Re: [PATCH v3 4/4] rust: add abstraction for `struct page`

From: Alice Ryhl
Date: Thu Mar 21 2024 - 09:43:23 EST


On Thu, Mar 21, 2024 at 2:16 PM Benno Lossin <benno.lossin@xxxxxxxxx> wrote:
>
> On 3/20/24 09:46, Alice Ryhl wrote:
> >> On 3/11/24 11:47, Alice Ryhl wrote:
> >>> +/// A pointer to a page that owns the page allocation.
> >>> +///
> >>> +/// # Invariants
> >>> +///
> >>> +/// The pointer points at a page, and has ownership over the page.
> >>
> >> Why not "`page` is valid"?
> >> Do you mean by ownership of the page that `page` has ownership of the
> >> allocation, or does that entail any other property/privilege?
> >
> > I can add "at a valid page".
>
> I don't think that helps, what you need as an invariant is that the
> pointer is valid.

To me "points at a page" implies that the pointer is valid.

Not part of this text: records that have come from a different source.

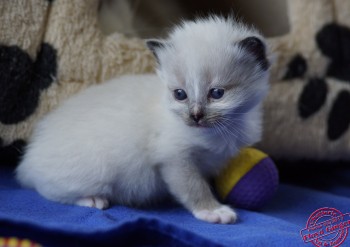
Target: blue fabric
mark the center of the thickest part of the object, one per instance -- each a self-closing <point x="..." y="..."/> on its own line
<point x="25" y="214"/>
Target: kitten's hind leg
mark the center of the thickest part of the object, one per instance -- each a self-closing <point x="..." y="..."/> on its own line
<point x="93" y="202"/>
<point x="189" y="187"/>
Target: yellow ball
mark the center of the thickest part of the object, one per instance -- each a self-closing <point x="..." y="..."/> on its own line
<point x="249" y="180"/>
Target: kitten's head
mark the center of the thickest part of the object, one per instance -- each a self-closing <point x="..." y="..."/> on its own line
<point x="214" y="70"/>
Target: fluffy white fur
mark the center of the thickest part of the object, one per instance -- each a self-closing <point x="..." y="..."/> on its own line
<point x="129" y="141"/>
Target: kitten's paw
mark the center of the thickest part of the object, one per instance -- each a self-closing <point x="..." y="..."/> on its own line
<point x="221" y="215"/>
<point x="93" y="202"/>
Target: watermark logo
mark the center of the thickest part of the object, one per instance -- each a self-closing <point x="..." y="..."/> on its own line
<point x="326" y="227"/>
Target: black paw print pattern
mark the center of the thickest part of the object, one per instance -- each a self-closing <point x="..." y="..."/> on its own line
<point x="10" y="154"/>
<point x="334" y="42"/>
<point x="22" y="80"/>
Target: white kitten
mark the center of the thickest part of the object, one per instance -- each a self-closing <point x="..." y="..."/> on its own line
<point x="133" y="140"/>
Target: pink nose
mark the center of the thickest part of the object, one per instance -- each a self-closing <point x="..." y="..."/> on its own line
<point x="197" y="117"/>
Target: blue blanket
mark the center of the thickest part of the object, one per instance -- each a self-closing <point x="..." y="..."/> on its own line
<point x="25" y="214"/>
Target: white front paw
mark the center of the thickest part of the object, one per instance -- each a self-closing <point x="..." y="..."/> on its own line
<point x="93" y="202"/>
<point x="221" y="215"/>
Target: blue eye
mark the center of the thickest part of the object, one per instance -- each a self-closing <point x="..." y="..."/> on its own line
<point x="216" y="93"/>
<point x="180" y="94"/>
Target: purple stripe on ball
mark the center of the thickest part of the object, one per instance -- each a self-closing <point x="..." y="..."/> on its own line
<point x="256" y="187"/>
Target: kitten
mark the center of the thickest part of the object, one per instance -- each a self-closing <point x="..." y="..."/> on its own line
<point x="137" y="138"/>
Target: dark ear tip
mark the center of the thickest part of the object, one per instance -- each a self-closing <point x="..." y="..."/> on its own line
<point x="252" y="42"/>
<point x="256" y="47"/>
<point x="153" y="44"/>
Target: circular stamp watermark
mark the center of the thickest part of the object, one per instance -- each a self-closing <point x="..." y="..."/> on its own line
<point x="326" y="227"/>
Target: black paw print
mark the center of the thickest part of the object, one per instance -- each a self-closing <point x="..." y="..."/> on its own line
<point x="10" y="154"/>
<point x="22" y="80"/>
<point x="334" y="42"/>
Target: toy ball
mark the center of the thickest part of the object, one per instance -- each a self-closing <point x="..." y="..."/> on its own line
<point x="249" y="180"/>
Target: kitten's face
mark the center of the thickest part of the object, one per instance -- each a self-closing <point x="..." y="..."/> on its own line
<point x="212" y="83"/>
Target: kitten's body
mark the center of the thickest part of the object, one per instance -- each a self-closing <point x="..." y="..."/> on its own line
<point x="128" y="141"/>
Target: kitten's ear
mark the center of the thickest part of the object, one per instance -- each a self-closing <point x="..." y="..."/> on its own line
<point x="257" y="48"/>
<point x="155" y="45"/>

I mean, if
it was dangling, it would not point at a page?

But I can reword to something else if you have a preferred phrasing.

> >>> + /// Runs a piece of code with this page mapped to an address.
> >>> + ///
> >>> + /// The page is unmapped when this call returns.
> >>> + ///
> >>> + /// It is up to the caller to use the provided raw pointer correctly.
> >>
> >> This says nothing about what 'correctly' means. What I gathered from the
> >> implementation is that the supplied pointer is valid for the execution
> >> of `f` for `PAGE_SIZE` bytes.
> >> What other things are you allowed to rely upon?
> >>
> >> Is it really OK for this function to be called from multiple threads?
> >> Could that not result in the same page being mapped multiple times? If
> >> that is fine, what about potential data races when two threads write to
> >> the pointer given to `f`?
> >>
> >>> + pub fn with_page_mapped<T>(&self, f: impl FnOnce(*mut u8) -> T) -> T {
> >
> > I will say:
> >
> > /// It is up to the caller to use the provided raw pointer correctly.
> > /// The pointer is valid for `PAGE_SIZE` bytes and for the duration in
> > /// which the closure is called. Depending on the gfp flags and kernel
> > /// configuration, the pointer may only be mapped on the current thread,
> > /// and in those cases, dereferencing it on other threads is UB. Other
> > /// than that, the usual rules for dereferencing a raw pointer apply.
> > /// (E.g., don't cause data races, the memory may be uninitialized, and
> > /// so on.)
>
> I would simplify and drop "depending on the gfp flags and kernel..." and
> just say that the pointer is only valid on the current thread.

Sure, that works for me.

> Also would it make sense to make the pointer type *mut [u8; PAGE_SIZE]?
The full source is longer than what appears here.